The Society of Actuaries (SOA) released first-of-its-kind public retirement plan mortality tables, Pub-2010, which includes the individual mortality experience for teachers (school teachers, college professors), public safety professionals (police, firefighters, correctional officers) and general employees (judges, military, administrative staff).
The SOA is releasing public plan mortality tables to give pension actuaries and plan sponsors current information to assist in setting mortality assumptions. This is the first time it has studied public retirement plan mortality separately from the private sector.
Last August, the SOA released an exposure draft of the new public retirement plan mortality tables and requested comments. It developed the new tables once it was determined that public pensions have differing levels of mortality than private pensions.

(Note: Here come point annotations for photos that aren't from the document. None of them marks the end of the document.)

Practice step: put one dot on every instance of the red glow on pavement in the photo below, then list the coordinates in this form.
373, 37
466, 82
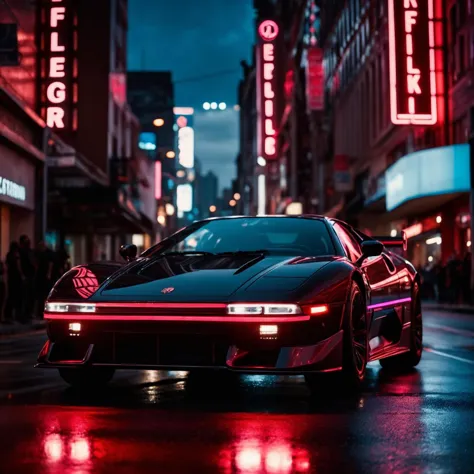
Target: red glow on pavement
406, 95
80, 450
53, 447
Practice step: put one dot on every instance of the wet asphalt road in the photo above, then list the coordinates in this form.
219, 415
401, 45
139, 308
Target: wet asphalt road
153, 422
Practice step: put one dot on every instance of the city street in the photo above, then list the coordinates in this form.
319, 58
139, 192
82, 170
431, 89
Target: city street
420, 422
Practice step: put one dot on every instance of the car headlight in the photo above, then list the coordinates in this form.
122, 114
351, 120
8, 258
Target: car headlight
268, 309
70, 308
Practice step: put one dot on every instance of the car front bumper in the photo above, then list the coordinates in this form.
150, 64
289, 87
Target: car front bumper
300, 346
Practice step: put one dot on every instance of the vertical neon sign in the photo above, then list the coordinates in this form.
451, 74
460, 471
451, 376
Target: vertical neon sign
266, 87
412, 62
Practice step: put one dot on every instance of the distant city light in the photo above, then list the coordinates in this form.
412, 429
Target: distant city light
182, 121
169, 209
147, 146
183, 110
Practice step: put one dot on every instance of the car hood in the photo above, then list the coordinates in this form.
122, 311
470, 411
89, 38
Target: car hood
197, 278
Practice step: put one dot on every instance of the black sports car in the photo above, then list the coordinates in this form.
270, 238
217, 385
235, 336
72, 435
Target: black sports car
272, 294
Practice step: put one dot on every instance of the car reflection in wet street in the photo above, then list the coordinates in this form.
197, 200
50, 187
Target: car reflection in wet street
162, 422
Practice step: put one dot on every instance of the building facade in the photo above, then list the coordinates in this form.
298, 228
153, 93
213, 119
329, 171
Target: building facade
93, 164
22, 131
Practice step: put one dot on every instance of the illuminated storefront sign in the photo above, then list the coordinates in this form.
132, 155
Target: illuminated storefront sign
266, 89
186, 147
58, 94
433, 172
412, 62
12, 190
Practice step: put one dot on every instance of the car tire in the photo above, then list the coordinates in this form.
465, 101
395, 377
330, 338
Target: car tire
408, 360
86, 378
355, 350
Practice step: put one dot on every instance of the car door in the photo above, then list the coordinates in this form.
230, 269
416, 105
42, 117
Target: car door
381, 276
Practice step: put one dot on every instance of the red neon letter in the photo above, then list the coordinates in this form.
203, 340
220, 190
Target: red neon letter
55, 46
56, 67
268, 51
410, 20
57, 13
54, 117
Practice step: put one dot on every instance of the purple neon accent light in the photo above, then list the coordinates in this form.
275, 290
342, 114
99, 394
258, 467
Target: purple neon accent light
389, 303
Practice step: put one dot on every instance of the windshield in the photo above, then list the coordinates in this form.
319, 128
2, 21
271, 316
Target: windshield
288, 236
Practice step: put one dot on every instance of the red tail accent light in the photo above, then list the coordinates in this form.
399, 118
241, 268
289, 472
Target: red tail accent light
316, 310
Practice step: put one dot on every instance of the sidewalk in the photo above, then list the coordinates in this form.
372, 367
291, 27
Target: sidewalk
454, 308
17, 328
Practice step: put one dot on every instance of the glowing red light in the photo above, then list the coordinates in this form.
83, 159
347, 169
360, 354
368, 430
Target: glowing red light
158, 177
268, 30
80, 450
85, 282
56, 93
412, 63
53, 447
248, 459
278, 460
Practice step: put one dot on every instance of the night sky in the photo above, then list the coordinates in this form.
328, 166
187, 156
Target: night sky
196, 39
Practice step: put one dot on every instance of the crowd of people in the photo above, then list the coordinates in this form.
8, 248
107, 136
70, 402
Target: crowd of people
448, 283
26, 277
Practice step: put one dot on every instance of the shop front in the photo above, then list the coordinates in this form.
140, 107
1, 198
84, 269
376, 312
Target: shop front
21, 173
427, 197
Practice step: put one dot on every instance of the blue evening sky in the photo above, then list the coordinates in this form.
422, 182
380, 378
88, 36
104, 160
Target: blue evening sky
196, 39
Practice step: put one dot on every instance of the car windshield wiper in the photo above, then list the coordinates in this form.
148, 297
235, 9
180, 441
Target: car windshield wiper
243, 252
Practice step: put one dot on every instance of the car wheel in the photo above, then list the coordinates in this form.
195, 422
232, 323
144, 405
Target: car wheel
355, 348
410, 359
90, 377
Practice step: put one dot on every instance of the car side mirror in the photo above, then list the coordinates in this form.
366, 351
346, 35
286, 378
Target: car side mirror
371, 248
128, 252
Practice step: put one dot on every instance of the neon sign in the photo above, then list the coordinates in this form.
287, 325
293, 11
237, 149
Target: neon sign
266, 87
412, 62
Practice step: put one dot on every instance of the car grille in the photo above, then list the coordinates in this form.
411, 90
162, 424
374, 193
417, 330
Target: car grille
163, 350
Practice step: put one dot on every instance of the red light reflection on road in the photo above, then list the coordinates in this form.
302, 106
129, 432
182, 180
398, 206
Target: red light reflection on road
53, 447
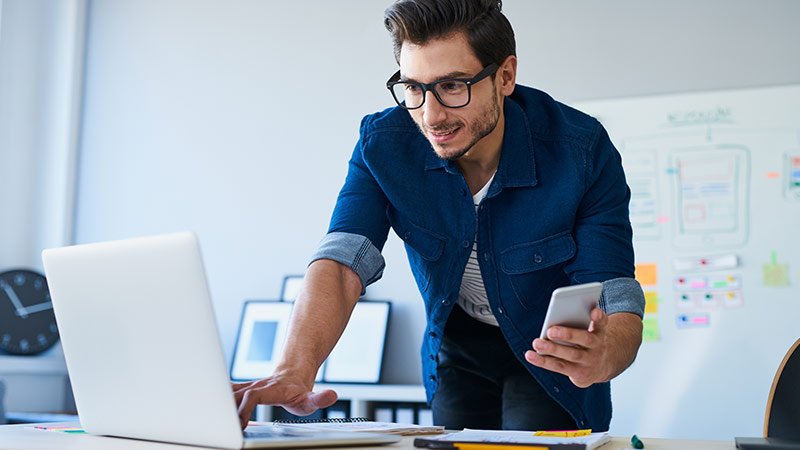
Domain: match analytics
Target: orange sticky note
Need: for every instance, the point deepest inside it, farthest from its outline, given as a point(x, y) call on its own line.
point(646, 274)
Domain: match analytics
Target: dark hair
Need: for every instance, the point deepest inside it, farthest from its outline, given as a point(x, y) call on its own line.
point(419, 21)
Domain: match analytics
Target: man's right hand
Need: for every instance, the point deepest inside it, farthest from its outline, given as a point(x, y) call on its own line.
point(282, 390)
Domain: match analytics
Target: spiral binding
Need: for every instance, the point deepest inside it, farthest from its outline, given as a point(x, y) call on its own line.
point(332, 420)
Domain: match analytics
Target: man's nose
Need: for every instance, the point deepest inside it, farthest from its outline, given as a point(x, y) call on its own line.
point(433, 113)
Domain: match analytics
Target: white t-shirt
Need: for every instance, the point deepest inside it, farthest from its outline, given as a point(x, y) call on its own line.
point(472, 295)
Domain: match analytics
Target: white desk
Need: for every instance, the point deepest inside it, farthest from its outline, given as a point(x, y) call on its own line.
point(23, 437)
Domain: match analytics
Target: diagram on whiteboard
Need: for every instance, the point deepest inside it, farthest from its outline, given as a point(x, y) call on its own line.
point(710, 192)
point(715, 211)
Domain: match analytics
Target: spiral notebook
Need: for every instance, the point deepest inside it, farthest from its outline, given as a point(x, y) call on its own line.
point(361, 424)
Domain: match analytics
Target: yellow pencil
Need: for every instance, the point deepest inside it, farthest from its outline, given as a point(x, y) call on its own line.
point(465, 446)
point(564, 433)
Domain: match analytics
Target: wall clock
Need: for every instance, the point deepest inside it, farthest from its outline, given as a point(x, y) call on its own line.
point(27, 321)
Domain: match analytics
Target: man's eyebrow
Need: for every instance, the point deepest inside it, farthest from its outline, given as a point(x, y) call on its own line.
point(456, 74)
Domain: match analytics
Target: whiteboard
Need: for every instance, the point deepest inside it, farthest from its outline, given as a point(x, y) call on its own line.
point(715, 207)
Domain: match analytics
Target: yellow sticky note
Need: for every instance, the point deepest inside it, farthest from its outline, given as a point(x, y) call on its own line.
point(650, 330)
point(776, 274)
point(646, 274)
point(651, 303)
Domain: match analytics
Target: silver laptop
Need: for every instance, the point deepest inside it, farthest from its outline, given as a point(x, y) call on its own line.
point(143, 351)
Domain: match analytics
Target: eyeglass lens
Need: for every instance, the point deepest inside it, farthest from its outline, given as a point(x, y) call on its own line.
point(451, 93)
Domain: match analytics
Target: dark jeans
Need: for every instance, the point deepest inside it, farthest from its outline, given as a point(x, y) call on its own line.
point(482, 385)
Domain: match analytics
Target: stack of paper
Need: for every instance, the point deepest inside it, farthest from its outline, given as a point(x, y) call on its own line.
point(368, 426)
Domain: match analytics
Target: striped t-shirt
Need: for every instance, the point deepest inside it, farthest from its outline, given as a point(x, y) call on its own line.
point(472, 295)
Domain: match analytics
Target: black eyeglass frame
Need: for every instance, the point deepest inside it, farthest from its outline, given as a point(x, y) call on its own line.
point(395, 80)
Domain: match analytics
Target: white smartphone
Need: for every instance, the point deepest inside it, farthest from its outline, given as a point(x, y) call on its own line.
point(572, 306)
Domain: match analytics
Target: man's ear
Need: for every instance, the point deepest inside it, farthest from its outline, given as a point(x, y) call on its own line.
point(508, 75)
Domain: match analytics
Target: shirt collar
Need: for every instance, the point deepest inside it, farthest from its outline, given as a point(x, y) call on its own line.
point(517, 167)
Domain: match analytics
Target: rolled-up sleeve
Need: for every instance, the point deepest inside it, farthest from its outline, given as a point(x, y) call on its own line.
point(354, 251)
point(622, 295)
point(359, 226)
point(603, 233)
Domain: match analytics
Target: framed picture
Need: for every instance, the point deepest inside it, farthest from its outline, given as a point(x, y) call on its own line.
point(291, 287)
point(261, 337)
point(358, 355)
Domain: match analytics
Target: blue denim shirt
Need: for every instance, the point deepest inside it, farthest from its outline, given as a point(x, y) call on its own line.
point(556, 214)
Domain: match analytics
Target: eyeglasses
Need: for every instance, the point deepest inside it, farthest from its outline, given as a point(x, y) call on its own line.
point(451, 92)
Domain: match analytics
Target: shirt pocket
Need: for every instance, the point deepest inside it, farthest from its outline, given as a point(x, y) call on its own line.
point(424, 247)
point(536, 268)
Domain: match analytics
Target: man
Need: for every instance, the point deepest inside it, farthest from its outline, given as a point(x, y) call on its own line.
point(501, 195)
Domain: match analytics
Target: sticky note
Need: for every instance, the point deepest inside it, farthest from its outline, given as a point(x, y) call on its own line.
point(693, 320)
point(650, 302)
point(650, 329)
point(646, 274)
point(776, 275)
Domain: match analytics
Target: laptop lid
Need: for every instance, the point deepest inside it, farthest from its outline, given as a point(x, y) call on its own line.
point(141, 342)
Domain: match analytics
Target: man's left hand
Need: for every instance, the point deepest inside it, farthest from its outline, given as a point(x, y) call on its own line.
point(585, 362)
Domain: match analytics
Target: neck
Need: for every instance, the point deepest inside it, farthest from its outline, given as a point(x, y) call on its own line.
point(481, 161)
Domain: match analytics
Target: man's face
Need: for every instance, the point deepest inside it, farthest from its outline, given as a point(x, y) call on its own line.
point(451, 131)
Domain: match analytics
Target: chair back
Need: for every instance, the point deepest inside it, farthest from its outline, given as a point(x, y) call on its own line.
point(782, 419)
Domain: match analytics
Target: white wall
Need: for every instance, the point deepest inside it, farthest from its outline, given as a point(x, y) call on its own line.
point(236, 119)
point(41, 48)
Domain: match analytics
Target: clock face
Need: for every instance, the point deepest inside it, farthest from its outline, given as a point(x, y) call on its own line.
point(27, 321)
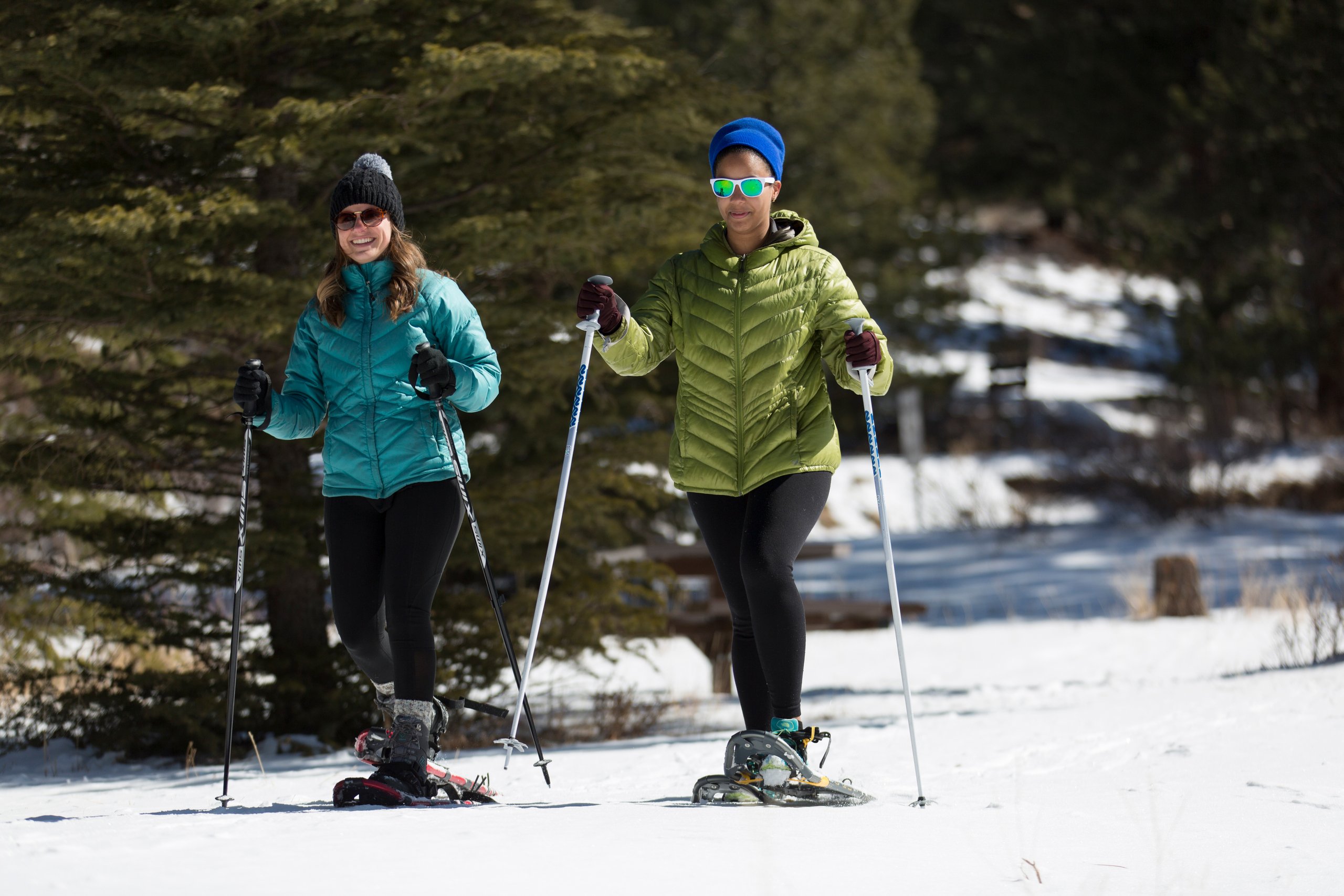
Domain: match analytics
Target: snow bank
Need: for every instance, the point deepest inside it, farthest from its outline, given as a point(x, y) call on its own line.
point(1108, 757)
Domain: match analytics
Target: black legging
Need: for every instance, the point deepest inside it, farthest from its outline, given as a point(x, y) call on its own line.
point(386, 559)
point(754, 541)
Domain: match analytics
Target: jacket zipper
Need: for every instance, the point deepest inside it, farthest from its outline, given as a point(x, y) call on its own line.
point(371, 414)
point(737, 358)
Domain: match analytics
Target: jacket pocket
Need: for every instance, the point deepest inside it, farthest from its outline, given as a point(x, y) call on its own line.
point(430, 431)
point(676, 462)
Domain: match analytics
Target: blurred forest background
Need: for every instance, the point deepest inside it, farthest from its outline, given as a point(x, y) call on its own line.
point(167, 164)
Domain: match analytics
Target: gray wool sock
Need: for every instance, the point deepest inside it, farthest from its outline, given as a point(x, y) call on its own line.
point(423, 710)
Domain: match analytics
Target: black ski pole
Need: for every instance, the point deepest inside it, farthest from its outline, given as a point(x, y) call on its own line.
point(238, 598)
point(496, 602)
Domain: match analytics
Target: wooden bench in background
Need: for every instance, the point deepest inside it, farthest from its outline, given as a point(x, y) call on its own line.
point(701, 612)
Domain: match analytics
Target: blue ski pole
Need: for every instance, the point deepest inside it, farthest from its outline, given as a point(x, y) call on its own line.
point(589, 328)
point(865, 376)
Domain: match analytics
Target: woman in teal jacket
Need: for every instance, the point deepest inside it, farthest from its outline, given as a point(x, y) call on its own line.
point(392, 510)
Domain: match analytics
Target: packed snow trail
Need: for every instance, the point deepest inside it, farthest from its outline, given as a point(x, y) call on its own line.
point(1113, 757)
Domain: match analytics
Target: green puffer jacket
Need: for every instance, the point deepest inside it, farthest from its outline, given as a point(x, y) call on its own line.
point(750, 336)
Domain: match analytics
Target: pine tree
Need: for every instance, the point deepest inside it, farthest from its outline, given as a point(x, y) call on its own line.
point(167, 168)
point(1198, 140)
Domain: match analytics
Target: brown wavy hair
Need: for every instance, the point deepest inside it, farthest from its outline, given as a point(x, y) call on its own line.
point(407, 260)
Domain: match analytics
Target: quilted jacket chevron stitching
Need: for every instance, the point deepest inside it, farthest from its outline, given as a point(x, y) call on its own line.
point(380, 437)
point(791, 323)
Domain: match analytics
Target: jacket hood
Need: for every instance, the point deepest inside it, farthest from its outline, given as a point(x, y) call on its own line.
point(371, 276)
point(788, 230)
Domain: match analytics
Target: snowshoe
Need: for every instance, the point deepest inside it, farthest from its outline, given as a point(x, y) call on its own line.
point(769, 769)
point(402, 779)
point(375, 746)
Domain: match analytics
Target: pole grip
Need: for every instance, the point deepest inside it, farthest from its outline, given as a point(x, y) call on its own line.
point(855, 325)
point(411, 376)
point(589, 324)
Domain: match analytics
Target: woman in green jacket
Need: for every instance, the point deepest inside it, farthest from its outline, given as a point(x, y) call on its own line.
point(753, 316)
point(392, 507)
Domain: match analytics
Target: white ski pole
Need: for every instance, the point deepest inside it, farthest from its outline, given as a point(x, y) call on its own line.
point(865, 376)
point(589, 327)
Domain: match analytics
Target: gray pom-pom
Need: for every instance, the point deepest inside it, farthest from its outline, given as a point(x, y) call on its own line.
point(374, 163)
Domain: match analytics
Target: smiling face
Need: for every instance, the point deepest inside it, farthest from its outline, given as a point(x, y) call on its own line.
point(363, 244)
point(747, 218)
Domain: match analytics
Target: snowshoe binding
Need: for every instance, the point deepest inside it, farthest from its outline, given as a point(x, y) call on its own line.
point(375, 747)
point(772, 769)
point(402, 779)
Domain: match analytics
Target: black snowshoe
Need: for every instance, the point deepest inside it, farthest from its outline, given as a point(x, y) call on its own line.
point(375, 745)
point(407, 774)
point(772, 769)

The SOA’s mortality tables include 46 million life-years of exposure data and 580,000 deaths from 78 public pension plans and 35 public pension systems across the country. Analysis of the dataset reveals that teachers have the longest age-65 life expectancy of the job categories studied. Further, the amount-weighted, deferred-to-62 annuity values produced by the public-sector teachers’ tables were consistently larger than those produced by corresponding public safety and general employee tables. Generally speaking, this means that pension obligations for teachers are greater than obligations for other job categories, when comparing the same benefit amount.
The tables also suggest that higher income is correlated with lower mortality, as income succeeded job category as the most statistically significant mortality factor across all job categories.
The SOA points out that the financial impact of implementing the new public pension mortality tables will vary based on each individual job category, as well as the relative mix of member ages and other demographics in each pension plan. It encourages professionals in the field to perform their own analysis to understand the impact of these tables on their own plan. “It is ultimately up to plan sponsors, working with their plan actuaries, to determine how to incorporate emerging mortality and mortality improvement into their plan valuations,” the SOA says.